ITECS Systems Staff Notes

Sunday, November 22, 2009

Billy: November 16-22

journal entry posted by wrbeaudo on November 22, 2009 11:39pm
  • Catching Up - Reading email, returning voicemail, and generally just getting back up to speed after being out for 3 weeks.
  • AD - Some random fixes in the ENGR, Wolftech, and IES domains.
  • VMware - more work on pricing model and discussion about cluster sizing/design.

Meetings:

  • BigFix Demo
  • Architect Interview
  • Backups/Nagios
  • Logging
  • AD Policy
Friday, November 20, 2009

Gary - 11/9 to 11/20

journal entry posted by gsgatlin on November 20, 2009 5:47pm

I finished making the current patchlist for Solaris 10. I created a rpm
to get around a bug in patch 139555-08. I shared my changes
with the solaris 10 mailing list.

I worked on remedy calls.

I went to a meeting about splunk and the new log server.

I helped Lance Mangum and Dr. Hassan in MAE with a problem with RAM
in a workstation going bad.

I told Mark Barefoot I could not help him with his Linux lab problems
because they are really network problems. I suspect he has a bad
wall port in his Linux lab.

Worked with OIT on the changes needed for our AFS servers.

I upgraded our AFS install docs with the newest correct info
so that Richard and or Daniel can configure an AFS server after
a fresh install.

I assisted early Thursday morning with a AFS file server failure and
assisted in getting the server back up and diagnosing that it was in
fact a bad hard disk that caused the outage.

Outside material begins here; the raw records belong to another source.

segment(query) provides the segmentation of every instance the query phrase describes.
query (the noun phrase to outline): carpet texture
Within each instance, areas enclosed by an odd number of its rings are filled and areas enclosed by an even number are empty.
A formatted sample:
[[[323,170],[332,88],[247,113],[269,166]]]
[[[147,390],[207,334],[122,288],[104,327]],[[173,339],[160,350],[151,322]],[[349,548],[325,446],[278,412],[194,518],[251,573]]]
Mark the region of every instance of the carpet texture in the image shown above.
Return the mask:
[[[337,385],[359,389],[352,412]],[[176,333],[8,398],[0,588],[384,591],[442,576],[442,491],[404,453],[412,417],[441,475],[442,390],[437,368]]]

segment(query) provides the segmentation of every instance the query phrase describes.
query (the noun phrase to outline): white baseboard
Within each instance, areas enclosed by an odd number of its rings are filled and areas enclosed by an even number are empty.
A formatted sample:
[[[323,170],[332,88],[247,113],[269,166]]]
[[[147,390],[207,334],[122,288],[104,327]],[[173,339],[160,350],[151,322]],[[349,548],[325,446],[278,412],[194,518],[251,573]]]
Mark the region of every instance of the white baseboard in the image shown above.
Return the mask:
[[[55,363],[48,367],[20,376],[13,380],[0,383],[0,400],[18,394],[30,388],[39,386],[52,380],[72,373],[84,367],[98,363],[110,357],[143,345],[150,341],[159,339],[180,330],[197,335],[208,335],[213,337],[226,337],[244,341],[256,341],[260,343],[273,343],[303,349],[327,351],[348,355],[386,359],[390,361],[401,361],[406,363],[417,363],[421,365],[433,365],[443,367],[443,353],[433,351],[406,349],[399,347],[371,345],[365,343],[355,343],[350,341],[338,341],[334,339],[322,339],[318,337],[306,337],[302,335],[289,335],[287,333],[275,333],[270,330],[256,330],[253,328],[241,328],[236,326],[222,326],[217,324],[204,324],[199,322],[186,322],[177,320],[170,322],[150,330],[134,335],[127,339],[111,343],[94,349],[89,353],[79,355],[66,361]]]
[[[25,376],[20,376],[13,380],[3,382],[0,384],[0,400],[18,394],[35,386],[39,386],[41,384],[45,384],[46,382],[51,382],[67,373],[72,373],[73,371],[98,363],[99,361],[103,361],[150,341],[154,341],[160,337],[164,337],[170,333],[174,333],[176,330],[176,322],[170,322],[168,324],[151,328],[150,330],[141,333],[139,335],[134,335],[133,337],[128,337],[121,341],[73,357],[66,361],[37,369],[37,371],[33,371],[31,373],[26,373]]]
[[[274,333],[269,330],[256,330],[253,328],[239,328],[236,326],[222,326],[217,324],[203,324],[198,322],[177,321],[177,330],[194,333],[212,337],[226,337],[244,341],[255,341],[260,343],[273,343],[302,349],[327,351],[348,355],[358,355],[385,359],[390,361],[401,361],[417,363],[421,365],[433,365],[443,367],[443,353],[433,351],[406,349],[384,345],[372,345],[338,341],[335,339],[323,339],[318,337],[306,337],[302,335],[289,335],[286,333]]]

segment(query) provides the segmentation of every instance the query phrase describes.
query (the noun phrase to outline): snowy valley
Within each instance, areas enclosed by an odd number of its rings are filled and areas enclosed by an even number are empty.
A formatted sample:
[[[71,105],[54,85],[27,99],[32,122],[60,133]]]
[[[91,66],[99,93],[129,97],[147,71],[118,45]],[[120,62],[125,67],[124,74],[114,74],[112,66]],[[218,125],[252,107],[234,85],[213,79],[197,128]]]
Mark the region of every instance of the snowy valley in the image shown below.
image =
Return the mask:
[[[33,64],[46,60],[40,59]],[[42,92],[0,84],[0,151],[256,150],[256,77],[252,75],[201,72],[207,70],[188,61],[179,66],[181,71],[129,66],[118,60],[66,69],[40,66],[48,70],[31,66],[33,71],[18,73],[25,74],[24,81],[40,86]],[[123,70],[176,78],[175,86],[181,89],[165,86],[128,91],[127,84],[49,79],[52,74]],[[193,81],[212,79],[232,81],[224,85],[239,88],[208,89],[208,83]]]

I found a possible problem with the connection to the SAN on
engr11f on Friday.

I helped Justin with new lab hardware. I have installed Realm Linux
on a DELL Optiplex 390 ITECS has bought. The install went ok.

I sent our backup spreadsheet to Shawn McIntosh in OIT. I am still
waiting to hear something from them.

I fixed a problem on all Linux lab machines where they were not seeing
all the print queues in a lab. Now every lab has every wolfcopy
printer in a building show up the print dialog. I made a lot of
changes to the set-printer script to make that work.

I moved a lot of AFS volumes around because of upgrades.

I finished upgrading only a single server, engr06f. We will work
on upgrading the other servers next week.

Rob's Week

journal entry posted by rfgrau on November 20, 2009 5:09pm

Mediasite
-investigate quorum drive strangeness / RE: backups
-work on sql storage usage estimate script
-revise Mediasite service plan draft
-fix group policy that was keeping us from running cron jobs
-open firewall for VCS operators to use Mediasite Editor

Other
-assist Michael w/ nagios
-install Windows 7 x64 from WDS w/ Michael
-talk to Shawn M of OIT about OIT backups
-splunk demo

Monday, November 16, 2009

ddballar: (11/09/2009 - 11/15/2009)

journal entry posted by ddballar on November 16, 2009 10:15am

Finished up deploying a file server in WolfTest domain. Futzed with DFS links to shares on it that are not working quite like i expect. Windows 2008 with UAC behaves very differently when traversing directory structures, so that took some getting used to in addition to playing around with UAC settings to make it behave "normally and rationally" again.

Attempted to deploy the Nagios software package in WolfTest, and configure the respective group policies.

Configured a group policy to patch and reboot the WolfTest domain controllers unattended.

Some backup scripts work.

Started reviewing platform specific group policies.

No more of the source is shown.